The old political divisions are mired in the past
It is time for an infusion of new blood into the moderate political faction in Chico.
I define moderates as those somewhere between David Guzzetti and Larry Wahl. Unfortunately, many in our community pretend that moderates do not exist. Instead, we fall back on the familiar labels of liberal and conservative, tree hugger and developer. The daily newspaper helps to reinforce those themes on a regular basis.
It is my belief that the area’s political extremes are now so entrenched in battles and issues dating back for so many years that revenge is the motive for most political decisions and stances. Over the years, both sides have had stunning victories and stinging defeats. After each battle, payback seems to be the only option for the losing side. Conciliation and compromise are for wimps.
The recent defeat of Jane Dolan was a stunning demonstration of what happens when political factions become stagnant by relying on the old guard year after year. It is likely that there were several individuals within the 2nd District who could have defeated Larry Wahl.
This is not meant to be critical of Jane Dolan; I have supported her consistently since moving into the Chapman neighborhood in 1990. A perfect storm of political maneuvering, coupled with her being in office for 32 years, brought her down. (For some, it was a long-awaited payback for her defeat of Bernie Richter in 1978.)
Greater Chico seems to now be wrapped up in an ideological impasse. The recent Chico City Council debacle over filling the seat vacated by Larry Wahl became comical with time, with both sides rehashing past electoral slights. It is time for change. New and younger players need to be recruited into the local political arena. New players, individuals without grudges and spare baggage, could make a difference in the tone of day-to-day political debate.

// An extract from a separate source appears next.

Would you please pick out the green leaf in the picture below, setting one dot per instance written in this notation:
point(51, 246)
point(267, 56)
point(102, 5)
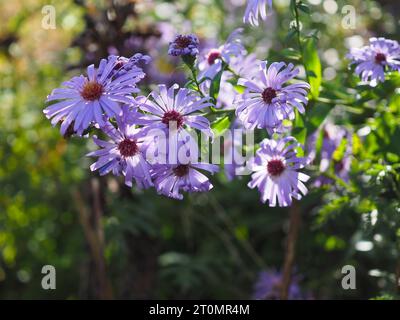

This is also a good time for a serious and sincere effort to bring some diversity into the moderate and liberal factions. The hasty recruitment of Sor Lo as a council candidate demonstrated both the support for diversity and the folly of poor vetting. Effective elected officials do not pop out of the woodwork. They must be groomed and trained to understand the responsibility of leadership, the rigors and pain of campaigning, and the overall satisfaction that comes with community service.
It is time for Chico to put out a call for new blood.